Избранный в парторги Стрехов теперь как-то исчез из нашего поля зрения, сдвинулся куда-то в сторону. А произошло вот что. Дед-скупердяй решил нажиться и смухлевал в нарядах, студент видел и смолчал: «все едино», все гады, живите, как хотите. Вы не сразу понимаете, кто падет жертвой- подлога, настолько этот сюжетный ход неожидан. Звенк Коля! Да, да, тот самый десятый персонаж, который тихонько символизировал в стороне близость к природе и никак в действии не участвовал. Теперь весь сюжет накренился в его сторону: по хитро сфабрикованным бумажкам выходит, что Коля обокрал своих же односельчан эвенков, валивших по наряду тайгу. Надо сказать, что при всей неожиданности этого хода само по себе самоубийство Коли написано у Ю. Полухина сильно — как самостоятельная вставная новелла. Здесь опять художественный талант Полухина властно диктует ему единственное ощущение: смерть непоправима…
И только страницу спустя, когда рассеивается «наваждение», и начинается разбирательство, и несколько протрезвевший от водки «душевный» босяк Жадов клянется теперь-то уж окончательно вытрясти душу из этого подлеца студента, из этого «скептика», из этого «философа», из этого… ну, вот: теперь только и становится нам ясно, из-за чего погиб непо-винный Коля. Из-за тезиса. А тезис — нешуточное дело. Ежели что надо доказать — умрем, а докажем.
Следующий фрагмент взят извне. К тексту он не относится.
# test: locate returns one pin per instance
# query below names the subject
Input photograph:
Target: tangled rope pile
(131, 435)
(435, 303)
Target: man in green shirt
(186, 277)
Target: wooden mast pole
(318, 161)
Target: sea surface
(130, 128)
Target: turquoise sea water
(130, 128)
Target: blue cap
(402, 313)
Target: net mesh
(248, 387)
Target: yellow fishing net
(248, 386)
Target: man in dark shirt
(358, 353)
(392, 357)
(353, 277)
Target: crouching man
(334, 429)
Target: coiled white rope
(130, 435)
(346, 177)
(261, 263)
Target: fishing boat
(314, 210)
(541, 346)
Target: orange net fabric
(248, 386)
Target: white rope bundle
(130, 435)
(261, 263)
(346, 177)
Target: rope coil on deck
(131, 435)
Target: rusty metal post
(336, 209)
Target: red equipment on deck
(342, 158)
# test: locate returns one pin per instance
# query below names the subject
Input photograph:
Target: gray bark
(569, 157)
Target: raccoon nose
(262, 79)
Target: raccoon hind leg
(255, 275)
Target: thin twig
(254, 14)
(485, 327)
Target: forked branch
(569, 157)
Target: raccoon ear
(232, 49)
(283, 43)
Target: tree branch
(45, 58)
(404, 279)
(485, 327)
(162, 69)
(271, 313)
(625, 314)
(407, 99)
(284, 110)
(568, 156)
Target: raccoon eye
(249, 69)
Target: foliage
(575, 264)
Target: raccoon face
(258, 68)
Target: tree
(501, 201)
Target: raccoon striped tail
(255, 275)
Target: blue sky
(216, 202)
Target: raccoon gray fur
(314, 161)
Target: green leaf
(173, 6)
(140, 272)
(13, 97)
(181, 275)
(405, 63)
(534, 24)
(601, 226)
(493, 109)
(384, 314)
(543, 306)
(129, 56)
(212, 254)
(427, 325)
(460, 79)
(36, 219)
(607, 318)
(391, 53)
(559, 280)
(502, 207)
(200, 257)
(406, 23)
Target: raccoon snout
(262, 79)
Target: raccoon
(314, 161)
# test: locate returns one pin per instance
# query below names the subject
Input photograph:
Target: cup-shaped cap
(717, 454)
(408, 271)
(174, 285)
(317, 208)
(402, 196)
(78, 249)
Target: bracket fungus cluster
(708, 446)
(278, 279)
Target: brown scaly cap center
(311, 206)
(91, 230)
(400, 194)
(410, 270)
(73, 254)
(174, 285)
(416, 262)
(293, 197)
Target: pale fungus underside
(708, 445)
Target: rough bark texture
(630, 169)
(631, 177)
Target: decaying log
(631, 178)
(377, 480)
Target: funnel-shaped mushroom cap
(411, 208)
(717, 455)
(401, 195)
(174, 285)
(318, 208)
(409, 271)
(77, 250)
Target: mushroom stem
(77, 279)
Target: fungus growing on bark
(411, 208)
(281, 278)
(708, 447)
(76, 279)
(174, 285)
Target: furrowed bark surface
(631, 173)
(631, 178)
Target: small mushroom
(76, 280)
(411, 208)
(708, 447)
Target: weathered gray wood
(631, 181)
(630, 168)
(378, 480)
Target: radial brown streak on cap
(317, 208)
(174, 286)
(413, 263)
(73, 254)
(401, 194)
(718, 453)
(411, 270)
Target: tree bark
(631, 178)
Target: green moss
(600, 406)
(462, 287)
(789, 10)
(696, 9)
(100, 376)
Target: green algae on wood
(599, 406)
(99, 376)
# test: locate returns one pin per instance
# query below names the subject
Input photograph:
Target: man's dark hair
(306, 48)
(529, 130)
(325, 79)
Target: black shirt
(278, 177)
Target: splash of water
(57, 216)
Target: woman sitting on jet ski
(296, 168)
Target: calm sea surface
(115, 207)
Я хочу вернуться Олдингтону. Я хочу сказать, что для подлинного художника смерть героя не может быть ни сильным литературным средст-вом, ни методом доказательства какой угодно идеи; смерть человека есть трагедия ни с чем не сравнимая, и коль скоро есть она, все, все без остатка усилия духа и разума должны быть направлены на осознание этой несоизмеримой ни с чем трагедии: смерть непоправима. Я хочу напомнить читателю жгучую горечь романа «Смерть героя»; вот как об этом пишут:
«Джордж… не стремился заделаться частицей этого самого, черт бы его драл, станового хребта империи, а тем более — частицей ее зада, обязанного получать пинки… Если в душе есть искра… не убить ее никакими запугиваниями… никакими стараниями «сделать из тебя человека»! Все сами они… просто куклы, марионетки, порождение существующей системы — если эту мерзость можно назвать системой. Настоящие мужественные люди — те, в ком есть искра живого огня и кто не позволяет загасить ее в себе; те, кто знает, что истинные ценности — это ценности живые… а не фунты, шиллинги и пенсы, выгодная служба и роль зада — империи — получающего — пинки…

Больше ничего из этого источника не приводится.